PART III
6. CHAPTER VI - THE FAMINE
(continued)
And so, according to the clay of his nature and the pressure of his
surroundings, his character was being moulded into a certain
particular shape. There was no escaping it. He was becoming more
morose, more uncompanionable, more solitary, more ferocious; while
the dogs were learning more and more that it was better to be at
peace with him than at war, and Grey Beaver was coming to prize him
more greatly with the passage of each day.
White Fang, seeming to sum up strength in all his qualities,
nevertheless suffered from one besetting weakness.

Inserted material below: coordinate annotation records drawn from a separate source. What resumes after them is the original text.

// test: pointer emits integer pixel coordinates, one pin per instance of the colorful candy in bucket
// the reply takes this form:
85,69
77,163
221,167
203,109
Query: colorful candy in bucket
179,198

He could not
stand being laughed at. The laughter of men was a hateful thing.
They might laugh among themselves about anything they pleased
except himself, and he did not mind. But the moment laughter was
turned upon him he would fly into a most terrible rage. Grave,
dignified, sombre, a laugh made him frantic to ridiculousness. It
so outraged him and upset him that for hours he would behave like a
demon. And woe to the dog that at such times ran foul of him. He
knew the law too well to take it out of Grey Beaver; behind Grey
Beaver were a club and godhead. But behind the dogs there was
nothing but space, and into this space they flew when White Fang
came on the scene, made mad by laughter.
In the third year of his life there came a great famine to the
Mackenzie Indians. In the summer the fish failed. In the winter
the cariboo forsook their accustomed track. Moose were scarce, the
rabbits almost disappeared, hunting and preying animals perished.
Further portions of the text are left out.